BF_NER: Burkina Faso Named Entity Recognition
Fine-tuned CamemBERT model for extracting geographic entities from French text, specialized for the Burkina Faso administrative hierarchy.
Model Description
This model is a fine-tuned version of camembert-base for Named Entity Recognition (NER) of geographic locations in French news articles. It recognizes five administrative levels specific to Burkina Faso:
- Country: Burkina Faso, regional country references
- Region: 13 regions (e.g., Centre, Hauts-Bassins, Sahel)
- Province: 45 provinces (e.g., Kadiogo, Houet, Soum)
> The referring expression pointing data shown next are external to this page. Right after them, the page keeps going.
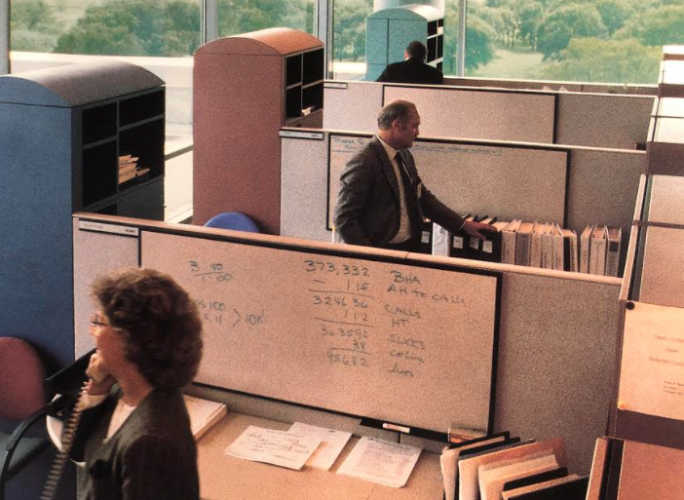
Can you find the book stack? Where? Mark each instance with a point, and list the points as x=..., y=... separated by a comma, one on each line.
x=523, y=243
x=600, y=250
x=129, y=169
x=504, y=467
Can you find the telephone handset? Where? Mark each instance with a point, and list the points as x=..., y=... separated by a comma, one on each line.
x=63, y=383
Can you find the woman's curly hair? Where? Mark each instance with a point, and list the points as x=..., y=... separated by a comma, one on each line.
x=160, y=321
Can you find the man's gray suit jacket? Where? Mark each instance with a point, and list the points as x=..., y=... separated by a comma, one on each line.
x=368, y=207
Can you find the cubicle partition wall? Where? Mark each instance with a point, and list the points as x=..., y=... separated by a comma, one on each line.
x=552, y=117
x=516, y=84
x=646, y=458
x=574, y=186
x=266, y=332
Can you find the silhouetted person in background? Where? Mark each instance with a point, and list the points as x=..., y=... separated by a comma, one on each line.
x=414, y=69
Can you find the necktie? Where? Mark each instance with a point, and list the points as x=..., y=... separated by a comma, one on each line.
x=404, y=173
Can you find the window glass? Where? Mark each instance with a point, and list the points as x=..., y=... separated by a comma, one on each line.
x=349, y=38
x=451, y=20
x=243, y=16
x=611, y=41
x=160, y=36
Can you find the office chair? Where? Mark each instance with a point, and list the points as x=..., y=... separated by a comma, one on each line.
x=233, y=220
x=22, y=398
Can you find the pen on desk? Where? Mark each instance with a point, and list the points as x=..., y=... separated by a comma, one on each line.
x=395, y=427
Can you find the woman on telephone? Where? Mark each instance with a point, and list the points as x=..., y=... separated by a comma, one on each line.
x=135, y=435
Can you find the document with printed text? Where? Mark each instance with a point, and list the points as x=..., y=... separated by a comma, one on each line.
x=381, y=462
x=332, y=442
x=652, y=375
x=273, y=447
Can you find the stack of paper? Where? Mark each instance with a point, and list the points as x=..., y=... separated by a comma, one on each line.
x=332, y=442
x=203, y=414
x=273, y=447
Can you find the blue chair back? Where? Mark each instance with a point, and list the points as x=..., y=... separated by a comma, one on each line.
x=236, y=221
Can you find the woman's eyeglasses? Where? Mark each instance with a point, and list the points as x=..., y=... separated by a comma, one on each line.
x=95, y=320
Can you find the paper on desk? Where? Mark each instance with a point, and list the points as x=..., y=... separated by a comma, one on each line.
x=332, y=442
x=381, y=462
x=273, y=447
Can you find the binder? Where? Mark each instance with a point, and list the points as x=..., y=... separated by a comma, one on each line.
x=508, y=237
x=425, y=237
x=492, y=477
x=536, y=244
x=542, y=477
x=523, y=241
x=459, y=247
x=597, y=251
x=570, y=254
x=468, y=484
x=441, y=240
x=547, y=256
x=629, y=470
x=492, y=246
x=452, y=453
x=474, y=243
x=485, y=249
x=563, y=489
x=558, y=247
x=613, y=253
x=585, y=236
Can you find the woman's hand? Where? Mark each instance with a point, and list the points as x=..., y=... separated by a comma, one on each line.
x=100, y=381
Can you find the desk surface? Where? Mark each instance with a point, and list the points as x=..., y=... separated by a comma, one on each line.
x=225, y=477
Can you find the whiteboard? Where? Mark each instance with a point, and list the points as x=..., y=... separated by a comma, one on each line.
x=509, y=182
x=384, y=339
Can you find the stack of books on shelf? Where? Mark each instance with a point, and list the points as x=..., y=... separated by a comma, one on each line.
x=501, y=467
x=129, y=169
x=535, y=244
x=600, y=250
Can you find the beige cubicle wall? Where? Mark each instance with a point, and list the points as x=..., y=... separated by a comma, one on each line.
x=555, y=117
x=556, y=330
x=603, y=88
x=600, y=186
x=646, y=459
- Department: 351 departments (e.g., Ouagadougou, Bobo-Dioulasso, Koudougou)
- Village: 7,936 villages (e.g., Pabre, Koubri, Sya)
Model Details
- Developed by: Charles Abdoulaye Ngom, Landy Rajaonarivo, Sarah Valentin, Maguelonne Teisseire
- Model type: Token Classification (NER)
- Language: French
- Base model:
camembert-base - License: MIT
- Paper: Spatio-Temporal Knowledge Graph from Unstructured Texts: A Multi-Scale Approach for Food Security Monitoring (AGILE 2026)
- DOI (model): 10.57967/hf/7766
- DOI (datasets): 10.57967/hf/7767
Intended Use
Primary Use Cases
- Food security monitoring: Extract location mentions from news articles to track food security events
- Geographic information extraction: Identify and classify locations in French West African texts
- Multi-scale spatial analysis: Enable analysis from village to country level
- Crisis mapping: Support humanitarian and development organizations in monitoring regional events
Out-of-Scope Use
- This model is NOT suitable for:
- Named entity recognition in other countries (limited to Burkina Faso administrative entities)
- Non-French languages
- Person, organization, or other non-location entity types
- Real-time applications without additional validation
Training Data
The model was trained using distant supervision on 15,000 French news articles from 2009:
| Split | Sentences | Description |
|---|---|---|
| Train | 59,900 | Sentences containing administrative place names |
| Validation | 14,758 | Used for hyperparameter tuning |
| Test | 11,594 | Held-out set with ~20% unseen entities per level |
Data Source: Official gazetteer from the 2022 Statistical Yearbook of Territorial Administration, Burkina Faso Ministry of Territorial Administration.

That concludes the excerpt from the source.